だが、学力・思考力不足の背景には、もっと驚くような問題がある。
子供たちのペンの持ち方がおかしいのだ。もう30年ほど前からその兆しはあったが、今、塾で見ている30名ほどの中学生の内、正しいペンの持ち方ができている子は、1、2名だけ。ほとんどの子供たちが、まるで幼児のように、「グー」でペンを「握って」文字を書いている。
そして、勉強中の姿勢がひどい。授業中に背筋を伸ばして座っていられない子が多い。いくら部活動で疲れているからとはいえ、机に頭を乗せたまま問題を解いている姿には、驚きを通り越して呆れるしかない。何度注意しても直さない。「家でも学校でもやっているけど、怒られたことはない」と言う。

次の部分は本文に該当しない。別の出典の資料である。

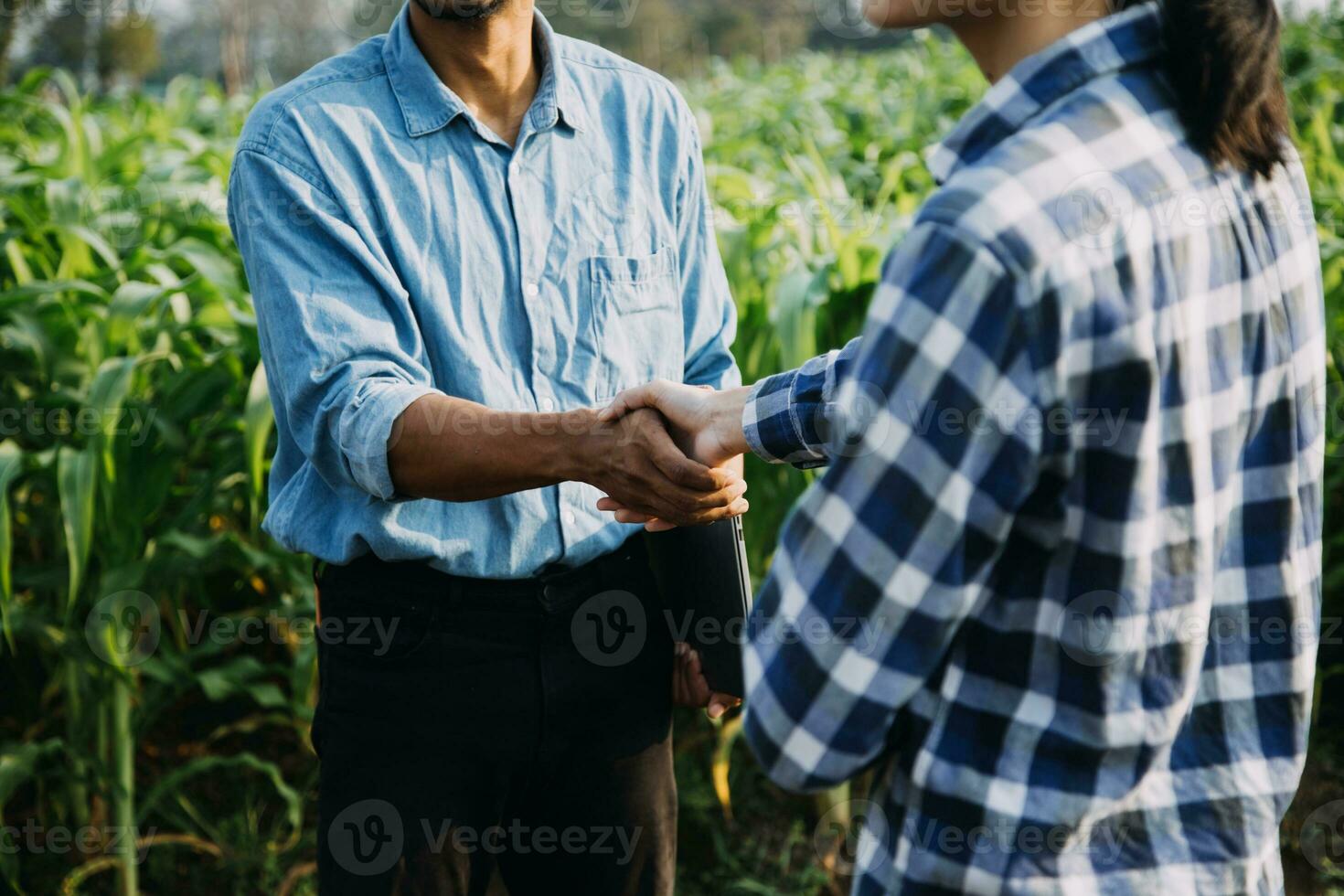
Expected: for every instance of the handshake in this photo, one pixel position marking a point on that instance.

数十年前、小学校に入学して最初に学んだことは、勉強の時の正しい姿勢と正しい鉛筆の持ち方であったはずだ。中学生になっても身についていないということは、小学校の先生がきちんと訓練しなかったということだろう。あるいは、ペンや箸の持ち方などは、最低限の「しつけ」として、親がうるさく注意して身につけさせるものではないのだろうか。
「個性の尊重」と「放任」とを取り違えた教師や親たちは、「強制」を嫌がるが、最低限身につけなければならない心身両面の基礎訓練は必要だ。そして、子供たちには、親や教師、先人の教えに素直に従う心の大切さを、まず学ばせなければならない。
学力低下、「いじめ」の問題の根っこには、「しつけ」レベルの基礎訓練の不足があるように思われてならない。もちろん、大人の側に、年少者の尊敬を得られる人間となるための、日々の努力精進が求められることは、言うまでもない。